My tests were done multiplying 160,000 x 160,000 random matrices, which took 163 seconds in 2014. The original code this time around initially took about the same time.
First off, the L2 cache, although slower on AMD than Intel, is huge – 2MB shared between two cores. It saved over 10% of the runtime to do 5,000 rows for each brick made rather than 1,000 (which is optimal on the Intel Haswell). This reduced the time to 141 seconds.
A lot of fiddling with all sorts of parameters, re-ordering the assembler code etc. produced one further second or improvement! Nevertheless the fact that changes to the chopping of matrices B and C (C=AxB) in the vertical direction slowed things down highlighted another issue – that of cauldron occupancy.
160,000 columns is 156.25 cauldrons (of 1024 columns) and when I chop vertically, I chop equally. I was originally chopping into 20 parts for no good reason, and for this particular size (160,000) this happens to be the optimum! For example chopping into 19 parts needs 9 cauldrons per part, so that in all 171 cauldrons of work are done instead of 160.
I need to think long and hard about this. Of course for huge matrices (a million or so) this is less important as even a poor chop would waste only a couple of percent, but for moderate matrices (e.g. 9,000 odd) it will be very important to take note of the fact that the underlying technology is working with rows of 1024 columns. It may be necessary to chop unequally. For example chopping 160,000 equally into 20 parts does 160 cauldrons, but by making all parts but the last a full 8 cauldrons, the last block will only be 5 cauldrons, so doing 157 cauldrons of work all told.

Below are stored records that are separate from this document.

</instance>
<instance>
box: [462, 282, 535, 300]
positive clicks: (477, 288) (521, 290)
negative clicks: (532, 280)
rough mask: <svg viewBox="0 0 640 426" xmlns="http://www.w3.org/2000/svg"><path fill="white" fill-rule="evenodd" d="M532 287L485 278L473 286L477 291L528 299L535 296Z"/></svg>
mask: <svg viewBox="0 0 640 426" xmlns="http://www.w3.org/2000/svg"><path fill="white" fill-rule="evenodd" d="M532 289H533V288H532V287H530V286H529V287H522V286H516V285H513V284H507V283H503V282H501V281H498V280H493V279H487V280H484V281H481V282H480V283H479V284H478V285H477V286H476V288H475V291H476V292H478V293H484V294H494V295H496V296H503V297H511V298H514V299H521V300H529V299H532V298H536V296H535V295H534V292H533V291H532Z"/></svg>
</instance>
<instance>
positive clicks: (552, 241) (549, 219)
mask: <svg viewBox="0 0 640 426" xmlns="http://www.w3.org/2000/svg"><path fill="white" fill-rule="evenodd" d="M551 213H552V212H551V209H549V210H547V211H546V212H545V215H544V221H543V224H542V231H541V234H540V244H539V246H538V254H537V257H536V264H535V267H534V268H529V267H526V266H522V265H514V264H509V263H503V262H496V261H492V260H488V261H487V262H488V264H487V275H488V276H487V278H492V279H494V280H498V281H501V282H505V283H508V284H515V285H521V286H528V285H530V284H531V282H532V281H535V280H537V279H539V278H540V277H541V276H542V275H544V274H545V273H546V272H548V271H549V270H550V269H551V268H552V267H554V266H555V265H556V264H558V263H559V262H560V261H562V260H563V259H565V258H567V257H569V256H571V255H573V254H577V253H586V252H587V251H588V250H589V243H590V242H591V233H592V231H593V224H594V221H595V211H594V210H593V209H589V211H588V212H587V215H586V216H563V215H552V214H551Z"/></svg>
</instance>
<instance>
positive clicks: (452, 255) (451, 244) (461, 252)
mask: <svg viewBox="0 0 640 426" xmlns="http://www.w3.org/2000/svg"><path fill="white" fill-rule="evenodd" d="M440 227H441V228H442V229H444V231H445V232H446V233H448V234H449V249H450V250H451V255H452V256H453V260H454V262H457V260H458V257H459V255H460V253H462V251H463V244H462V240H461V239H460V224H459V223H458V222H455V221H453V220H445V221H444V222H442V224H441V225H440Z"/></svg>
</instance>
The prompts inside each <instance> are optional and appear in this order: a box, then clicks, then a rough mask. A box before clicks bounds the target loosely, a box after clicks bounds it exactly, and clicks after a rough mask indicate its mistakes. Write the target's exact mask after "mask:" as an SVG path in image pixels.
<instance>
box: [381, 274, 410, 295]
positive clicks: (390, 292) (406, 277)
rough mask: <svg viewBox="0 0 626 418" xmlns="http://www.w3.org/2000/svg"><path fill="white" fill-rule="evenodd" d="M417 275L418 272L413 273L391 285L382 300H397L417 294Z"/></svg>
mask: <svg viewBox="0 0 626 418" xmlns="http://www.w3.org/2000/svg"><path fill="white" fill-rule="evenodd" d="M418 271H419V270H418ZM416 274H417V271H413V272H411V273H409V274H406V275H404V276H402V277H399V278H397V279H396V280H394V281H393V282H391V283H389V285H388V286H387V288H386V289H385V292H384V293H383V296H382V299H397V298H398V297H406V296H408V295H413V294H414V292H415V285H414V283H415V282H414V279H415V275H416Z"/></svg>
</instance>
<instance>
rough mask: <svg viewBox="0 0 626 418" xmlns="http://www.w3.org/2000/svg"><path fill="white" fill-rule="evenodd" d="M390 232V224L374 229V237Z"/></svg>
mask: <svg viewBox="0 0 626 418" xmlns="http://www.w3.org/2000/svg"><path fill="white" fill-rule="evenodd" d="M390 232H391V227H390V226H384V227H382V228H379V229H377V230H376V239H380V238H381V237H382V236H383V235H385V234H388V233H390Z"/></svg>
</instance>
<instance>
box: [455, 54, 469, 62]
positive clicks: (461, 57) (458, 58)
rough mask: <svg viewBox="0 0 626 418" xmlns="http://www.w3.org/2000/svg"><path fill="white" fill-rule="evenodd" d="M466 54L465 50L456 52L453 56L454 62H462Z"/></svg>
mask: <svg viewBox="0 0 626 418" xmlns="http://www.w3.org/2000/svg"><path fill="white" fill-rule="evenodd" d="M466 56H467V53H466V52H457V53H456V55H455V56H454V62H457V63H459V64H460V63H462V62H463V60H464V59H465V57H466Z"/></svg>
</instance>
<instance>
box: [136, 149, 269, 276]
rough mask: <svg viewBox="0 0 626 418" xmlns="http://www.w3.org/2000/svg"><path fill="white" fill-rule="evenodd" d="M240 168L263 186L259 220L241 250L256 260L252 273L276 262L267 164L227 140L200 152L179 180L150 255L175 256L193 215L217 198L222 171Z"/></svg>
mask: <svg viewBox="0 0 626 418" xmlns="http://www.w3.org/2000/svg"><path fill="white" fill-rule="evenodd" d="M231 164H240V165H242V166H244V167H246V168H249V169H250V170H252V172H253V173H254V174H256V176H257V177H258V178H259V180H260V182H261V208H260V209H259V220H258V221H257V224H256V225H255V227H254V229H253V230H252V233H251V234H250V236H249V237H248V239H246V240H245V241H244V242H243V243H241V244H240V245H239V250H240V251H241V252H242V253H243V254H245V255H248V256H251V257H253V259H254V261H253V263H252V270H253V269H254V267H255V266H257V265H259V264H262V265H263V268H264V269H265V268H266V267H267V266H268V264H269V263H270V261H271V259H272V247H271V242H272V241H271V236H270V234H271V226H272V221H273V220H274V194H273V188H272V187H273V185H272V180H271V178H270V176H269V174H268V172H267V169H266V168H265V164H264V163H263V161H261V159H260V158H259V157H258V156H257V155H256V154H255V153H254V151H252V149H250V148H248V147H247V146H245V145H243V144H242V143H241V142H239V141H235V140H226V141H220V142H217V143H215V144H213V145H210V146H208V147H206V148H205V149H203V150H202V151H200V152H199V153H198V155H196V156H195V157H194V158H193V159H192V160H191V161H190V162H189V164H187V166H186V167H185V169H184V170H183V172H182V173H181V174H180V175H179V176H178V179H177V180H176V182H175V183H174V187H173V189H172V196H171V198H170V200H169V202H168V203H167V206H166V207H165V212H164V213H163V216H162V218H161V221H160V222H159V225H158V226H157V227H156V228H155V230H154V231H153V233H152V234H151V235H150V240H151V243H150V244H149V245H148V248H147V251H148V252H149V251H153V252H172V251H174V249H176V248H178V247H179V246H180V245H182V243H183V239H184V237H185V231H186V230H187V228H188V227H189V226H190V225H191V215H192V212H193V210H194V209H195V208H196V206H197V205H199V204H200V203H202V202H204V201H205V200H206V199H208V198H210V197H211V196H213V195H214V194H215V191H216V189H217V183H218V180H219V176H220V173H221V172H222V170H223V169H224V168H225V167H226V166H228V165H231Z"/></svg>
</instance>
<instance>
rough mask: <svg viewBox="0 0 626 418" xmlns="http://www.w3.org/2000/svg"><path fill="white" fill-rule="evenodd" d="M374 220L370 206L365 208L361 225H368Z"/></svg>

The third thing that came out of fiddling with the sequence of instructions in the assembler code was that the code seemed to execute at the same speed whatever I did. I think this means that the code is entirely limited by the decode speed – it can only average two instructions per core. Hence the key thing to do is to reduce the instruction count, and the only way I could see to do this was to use the “andn” instruction. This saves 7 register-register moves, which I had thought wouldn’t help because they execute in zero time, but they must still be decoded. The result was a reduction of a further three seconds to 137.2
Clearly AMD noticed this issue in some way, as the next version of the chip (“Steamroller”) has one decoder per core, not one shared between two cores, so the tuning would have to be repeated for that chip.
Unfortunately the andn instruction is fairly new, depending on the BMI1 flag in the core. I must either test the bit to see whether BMI1 is available, or produce a special version of the performance-critical assembler routines for the piledriver. I’ll probably do the latter for now. The trouble is that the optimal code for the Piledriver will not run at all on the intel chips before Haswell (i.e. do not even work on Sandy/Ivy bridge).
I now need to think how best to take advantage of all these new insights.